Ancora più lapidario Antonello Giannelli, presidente dell’Associazione nazionale presidi: “L’idea di tornare a scuola con il distanziamento sociale non la vedo praticabile. Meglio proseguire con la didattica a distanza se a settembre dovessero ancora esserci problemi. Se i bambini tornano a scuola i morti aumentano. Non possiamo scimmiottare quello che avviene nelle fabbriche. Un lavoratore è disposto a portare i dispositivi di protezione individuale, un bambino di cinque o sei anni fa fatica”.

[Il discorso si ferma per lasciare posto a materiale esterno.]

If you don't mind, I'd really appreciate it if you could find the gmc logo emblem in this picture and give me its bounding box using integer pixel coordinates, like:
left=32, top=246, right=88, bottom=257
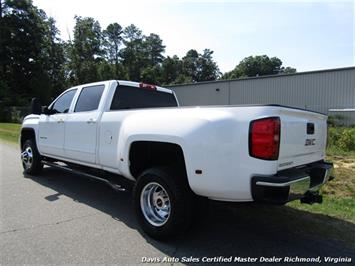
left=304, top=139, right=316, bottom=146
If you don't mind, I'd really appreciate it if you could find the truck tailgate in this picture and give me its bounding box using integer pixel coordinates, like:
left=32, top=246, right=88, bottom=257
left=278, top=108, right=327, bottom=170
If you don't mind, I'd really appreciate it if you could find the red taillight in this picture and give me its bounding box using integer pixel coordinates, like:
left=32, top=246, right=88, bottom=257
left=249, top=117, right=280, bottom=160
left=139, top=83, right=157, bottom=90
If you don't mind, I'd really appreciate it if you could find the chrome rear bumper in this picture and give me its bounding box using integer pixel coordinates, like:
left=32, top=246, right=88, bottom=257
left=252, top=161, right=334, bottom=204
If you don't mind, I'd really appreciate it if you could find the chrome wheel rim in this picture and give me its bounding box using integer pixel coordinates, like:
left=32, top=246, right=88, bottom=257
left=141, top=182, right=171, bottom=226
left=21, top=146, right=33, bottom=170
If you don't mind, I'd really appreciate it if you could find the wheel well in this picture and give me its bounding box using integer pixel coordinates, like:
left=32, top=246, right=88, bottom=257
left=129, top=141, right=186, bottom=179
left=20, top=128, right=37, bottom=148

Particolarmente critico Francesco Sinopoli, segretario generale della Flc-Cgil: “Questa idea della task force non può sostituire il confronto con le organizzazioni sindacali. Siamo in ritardo. E’ sconcertante che finora non si sia ragionato sul rientro in aula a settembre. Ciò che serve per ripartire è un organico straordinario. Bisogna mettere in cattedra i precari e ragionare sulla sanificazione”.
Lena Gissi, segretaria nazionale della Cisl Scuola chiede di non avere fretta a riaprire le scuole e snocciola una serie di questioni che vanno affrontate da qui a settembre: “Va elaborato un protocollo. Se si dovesse riaprire servirebbero dispositivi di protezione individuale per personale e alunni. Bisogna ragionare sulle aule ma anche sugli spazi comuni come le palestre, i giardini, corridoi. Come si farà la ricreazione? E la pulizia? Servirà una sanificazione, non si può più pensare allo straccetto che passa una volta alla settimana con un collaboratore per plesso. Serve una sanificazione di tutti i banchi, dei computer, delle sedie, delle scrivanie. E poi pensiamo agli scuolabus sempre sovraffollati”. Diverso il parere di Rino Di Meglio della Gilda: “Dovremo abituarci a convivere con il distanziamento sociale. Il ministero si sta orientando per un mix tra didattica a distanza e lezioni in presenza, potrebbe essere una soluzione. Ma lasciamo spazio all’autonomia delle scuole. Dovrebbero essere loro a trovare le soluzioni migliori”.